Sayembara ini mendapat sambutan antusias masyarakat. Sebanyak 231 desain kreatif masuk ke tim juri, kemudian diseleksi menjadi 60 desain dan selanjutnya ditetapkan masing-masing satu pemenang untuk 6 kategori Yakni: Toilet Umum Destinasi Wisata Kawasan Pegunungan, Toilet Umum Destinasi Wisata Kawasan Pantai, Toilet Apung pada Homestay/Penginapan, Toilet Umum di Kawasan Konservasi Alam, Toilet Umum di Pasar Rakyat/Tradisional dan Toilet Umum UPT Bandara.
SCROLL TO CONTINUE WITH CONTENT
Kemudian dilanjutkan dengan proses penjurian oleh tim juri pada 14-15 Maret 2017 yang terdiri dari Oneng Setya Harini (Kemenpar), Noer Adi Wardojo (KemenLHK), Yudhi Sari Sitompul (Kemenhub), Nani Sumaryati (ATI), Prasetyoadi (Green Building Council Indonesia), dan Agus Sujatno (YLKI).

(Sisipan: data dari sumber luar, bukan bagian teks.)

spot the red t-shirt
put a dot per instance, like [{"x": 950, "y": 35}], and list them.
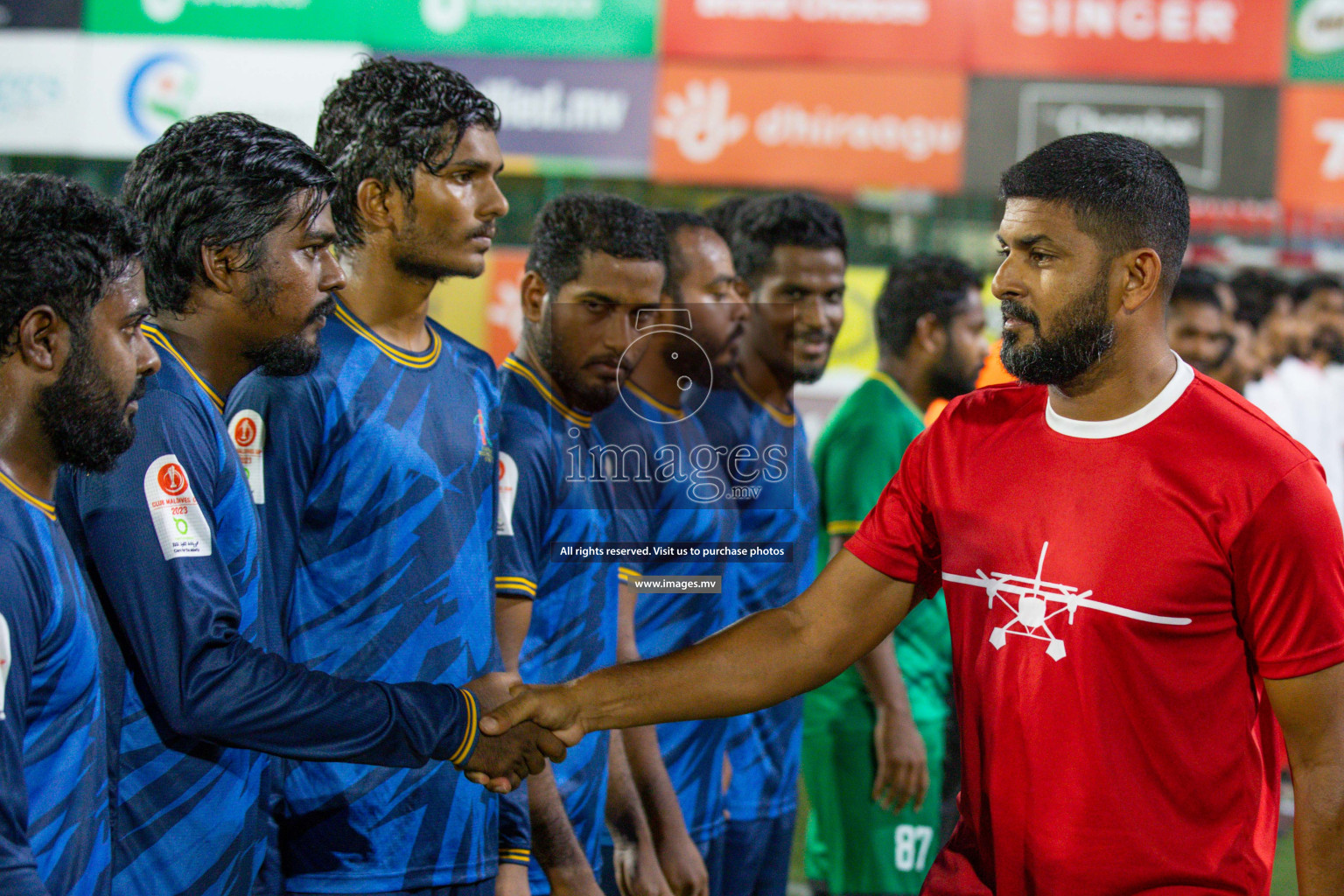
[{"x": 1115, "y": 730}]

Akhirnya dipilihlah masing-masing satu orang pemenang untuk 6 kategori. Para pemenang mendapat hadiah uang sebesar Rp 50 juta untuk masing-masing ketegori.
Penyelenggaraan sayembara tersebut dimaksudkan untuk memberi tantangan baru bagi para desainer dalam membuat desain toilet yang efisien, nyaman, higienis, dan ramah lingkungan serta sebagai upaya meningkatkan kesadaran masyarakat akan pentingnya toilet umum bagi kehidupan dan kesehatan yang lebih baik, serta mendukung terciptanya iklim pariwisata yang kondusif.

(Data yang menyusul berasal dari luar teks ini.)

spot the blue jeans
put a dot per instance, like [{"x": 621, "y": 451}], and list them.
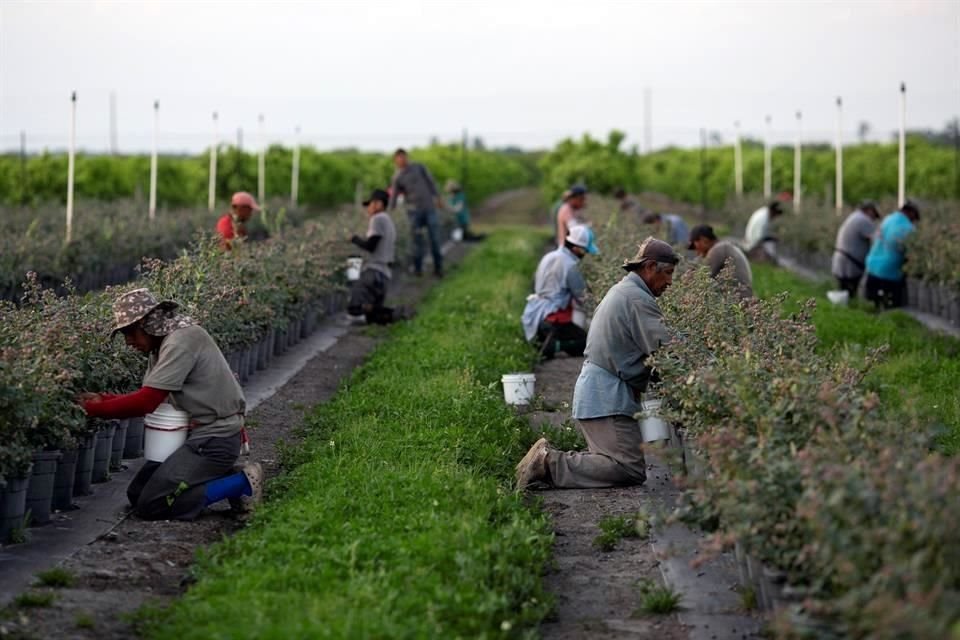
[{"x": 420, "y": 218}]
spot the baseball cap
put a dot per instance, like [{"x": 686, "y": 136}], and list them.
[
  {"x": 378, "y": 194},
  {"x": 242, "y": 198},
  {"x": 701, "y": 231}
]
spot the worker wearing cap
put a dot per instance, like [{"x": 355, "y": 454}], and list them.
[
  {"x": 852, "y": 246},
  {"x": 414, "y": 182},
  {"x": 369, "y": 292},
  {"x": 718, "y": 253},
  {"x": 758, "y": 241},
  {"x": 569, "y": 213},
  {"x": 233, "y": 224},
  {"x": 186, "y": 369},
  {"x": 548, "y": 317},
  {"x": 627, "y": 328},
  {"x": 886, "y": 286}
]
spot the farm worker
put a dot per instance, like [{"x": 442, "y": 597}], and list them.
[
  {"x": 457, "y": 202},
  {"x": 677, "y": 233},
  {"x": 718, "y": 253},
  {"x": 853, "y": 243},
  {"x": 569, "y": 213},
  {"x": 627, "y": 202},
  {"x": 368, "y": 293},
  {"x": 548, "y": 317},
  {"x": 185, "y": 368},
  {"x": 886, "y": 286},
  {"x": 627, "y": 327},
  {"x": 233, "y": 224},
  {"x": 421, "y": 197},
  {"x": 758, "y": 241}
]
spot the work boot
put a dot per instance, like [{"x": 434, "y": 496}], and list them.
[{"x": 533, "y": 467}]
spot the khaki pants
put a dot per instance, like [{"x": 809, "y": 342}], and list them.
[{"x": 615, "y": 456}]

Kemenpar sendiri menargetkan Indonesia berada di ranking 30 dunia serta mendatangkan 20 juta wisatawan mancanegara (wisman) dan 275 juta pergerakan wisatawan nusantara (wisnus) di Tanah Air pada 2019 mendatang.

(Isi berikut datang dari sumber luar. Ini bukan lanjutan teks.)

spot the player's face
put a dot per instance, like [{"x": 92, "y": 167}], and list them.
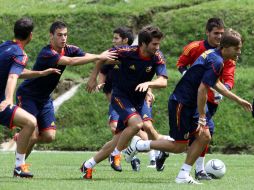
[
  {"x": 153, "y": 46},
  {"x": 214, "y": 36},
  {"x": 59, "y": 38},
  {"x": 233, "y": 52},
  {"x": 117, "y": 40}
]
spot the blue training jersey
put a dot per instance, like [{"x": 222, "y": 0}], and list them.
[
  {"x": 111, "y": 73},
  {"x": 41, "y": 88},
  {"x": 207, "y": 69},
  {"x": 135, "y": 69},
  {"x": 13, "y": 60}
]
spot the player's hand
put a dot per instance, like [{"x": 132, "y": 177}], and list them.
[
  {"x": 217, "y": 96},
  {"x": 100, "y": 86},
  {"x": 108, "y": 55},
  {"x": 91, "y": 84},
  {"x": 246, "y": 105},
  {"x": 51, "y": 71},
  {"x": 150, "y": 98},
  {"x": 142, "y": 87},
  {"x": 4, "y": 104}
]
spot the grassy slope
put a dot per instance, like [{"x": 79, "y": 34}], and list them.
[
  {"x": 60, "y": 171},
  {"x": 90, "y": 27}
]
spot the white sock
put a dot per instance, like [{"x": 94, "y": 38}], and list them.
[
  {"x": 20, "y": 159},
  {"x": 143, "y": 145},
  {"x": 115, "y": 152},
  {"x": 167, "y": 137},
  {"x": 152, "y": 155},
  {"x": 185, "y": 171},
  {"x": 90, "y": 163},
  {"x": 200, "y": 164}
]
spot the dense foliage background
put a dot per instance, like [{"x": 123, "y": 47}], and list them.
[{"x": 82, "y": 121}]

"Daya saing pariwisata Indonesia saat ini berada di ranking 50, dari semula ranking 70. Salah satu kelemahan yang harus terus diperbaiki adalah masalah kesehatan dan higienitas. Menurut data World Economic Forum (WEF, 2015) untuk unsur kesehatan dan higienitas kita masih berada di posisi 109, ini menjadi perhatian kita bersama," kata Arief.
Menpar Arief Yahya mengatakan, meningkatnya kunjungan wisatawan selain memberikan dampak positif terhadap kesejahteraan juga memberikan ancaman serius bagi kesehatan masyarakat.
Oleh karena itu, melalui sayembara seperti ini diharapkan akan mendorong keterlibatan para pemangku kepentingan di lingkungan pariwisata dan masyarakat luas untuk menyediakan toilet umum yang bersih, higienis, ramah lingkungan, ramah bagi semua.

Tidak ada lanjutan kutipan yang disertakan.